In a letter exclusively obtained by The Daily Caller, the organization has asked the Treasury Inspector General for Tax Administration to “investigate and learn the source of the breach and prosecute those responsible to the fullest extent of the law.” It also provided evidence suggesting the leak might have been the result of “IRS employee misconduct.”

The dispute stems from a March 30 post on the pro-gay Human Rights Campaign’s (HRC) website, which boasted that it had obtained documents revealing that Mitt Romney “donated $10,000 to the National Organization for Marriage [NOM] in 2008 …”

NOM argues that such an unauthorized public release of confidential taxpayer information was a clear violation of federal law.

Tax-exempt organizations like NOM are required file Form 990 with the IRS annually, which includes a schedule of donors who contribute at least $5,000 during a reporting period. This information is filed solely with the IRS, and the Internal Revenue Code requires the agency to keep the information confidential.

NOM has been crying foul since the information was revealed, but it is now taking formal legal steps. Excerpts from the letter (signed by NOM’s chairman Dr. John C. Eastman and president Brian Brown) explain why NOM believes that someone at the IRS might be the culprit:

NOM has also issued a demand letter to both the HRC and the Huffington Post (which also published the documents), informing them that publicly revealing these confidential donors constitutes a “felony.” The letter also instructs both organizations to remove the names and links to their private donors from their website and their archives within 24 hours.

Lastly, NOM is insisting the outlets name the leak.

The story could have larger implications: Not only does it involve Romney, but outgoing Human Rights Campaign president Joe Solmonese was recently named a national co-chair of the Obama presidential re-election campaign.

During a conversation with TheDC, a spokesman for NOM stressed the issue isn’t about gay marriage, but rather the rule of law.
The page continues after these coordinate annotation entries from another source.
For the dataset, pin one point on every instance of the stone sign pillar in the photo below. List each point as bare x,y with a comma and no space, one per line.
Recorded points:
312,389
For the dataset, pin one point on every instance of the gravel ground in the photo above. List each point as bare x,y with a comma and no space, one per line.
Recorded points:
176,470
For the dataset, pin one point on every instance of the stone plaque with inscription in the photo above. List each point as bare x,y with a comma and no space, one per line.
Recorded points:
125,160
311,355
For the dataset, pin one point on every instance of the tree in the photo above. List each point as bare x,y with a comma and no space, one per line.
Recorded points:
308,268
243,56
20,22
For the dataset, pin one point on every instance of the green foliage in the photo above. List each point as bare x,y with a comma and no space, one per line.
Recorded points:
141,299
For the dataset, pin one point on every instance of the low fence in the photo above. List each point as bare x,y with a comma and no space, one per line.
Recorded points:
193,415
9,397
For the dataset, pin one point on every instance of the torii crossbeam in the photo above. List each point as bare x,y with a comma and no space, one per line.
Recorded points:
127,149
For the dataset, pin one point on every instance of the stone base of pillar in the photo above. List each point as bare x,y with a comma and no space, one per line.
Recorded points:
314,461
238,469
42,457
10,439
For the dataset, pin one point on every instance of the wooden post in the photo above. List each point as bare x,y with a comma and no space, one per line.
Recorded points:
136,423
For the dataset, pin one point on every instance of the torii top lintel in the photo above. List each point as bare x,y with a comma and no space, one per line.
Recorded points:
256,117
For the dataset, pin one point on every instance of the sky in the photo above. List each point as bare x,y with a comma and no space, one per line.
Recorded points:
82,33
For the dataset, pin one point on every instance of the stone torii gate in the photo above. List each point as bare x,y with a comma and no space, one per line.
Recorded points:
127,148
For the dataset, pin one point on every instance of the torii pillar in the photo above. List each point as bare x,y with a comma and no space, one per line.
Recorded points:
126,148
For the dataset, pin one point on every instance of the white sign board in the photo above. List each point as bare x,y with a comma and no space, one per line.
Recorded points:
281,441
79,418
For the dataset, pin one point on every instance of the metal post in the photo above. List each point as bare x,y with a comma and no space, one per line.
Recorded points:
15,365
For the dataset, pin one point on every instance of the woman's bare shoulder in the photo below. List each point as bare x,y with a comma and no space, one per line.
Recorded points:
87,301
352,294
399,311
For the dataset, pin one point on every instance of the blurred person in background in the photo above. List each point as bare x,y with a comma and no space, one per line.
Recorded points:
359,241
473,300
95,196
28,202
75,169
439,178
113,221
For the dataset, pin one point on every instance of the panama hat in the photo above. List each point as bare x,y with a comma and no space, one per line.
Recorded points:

The notion that confidential donor information can be compromised with impunity, the spokesman said, could have a chilling effect on contributions to such groups. Some donors are more comfortable making anonymous donations because they fear possible reprisal or intimidation; in other cases, they merely seek privacy.

The published record indicates that NOM is fighting for principle, not to protect the anonymity of any specific donation. The Deseret News reported on the $10,000 donation in 2008, and confirmed it through Romney spokesman Eric Fehrnstrom. And the Huffington Post’s reporting includes a link to a public campaign-finance document showing the donation, made — for reasons that aren’t clear — through the PAC’s Alabama chapter.

With the Romney PAC’s donation already public, NOM’s message boils down to a complaint about a potential IRS leak. And the leaker, the organization says, is not a “whistleblower” (as some have suggested), but a criminal.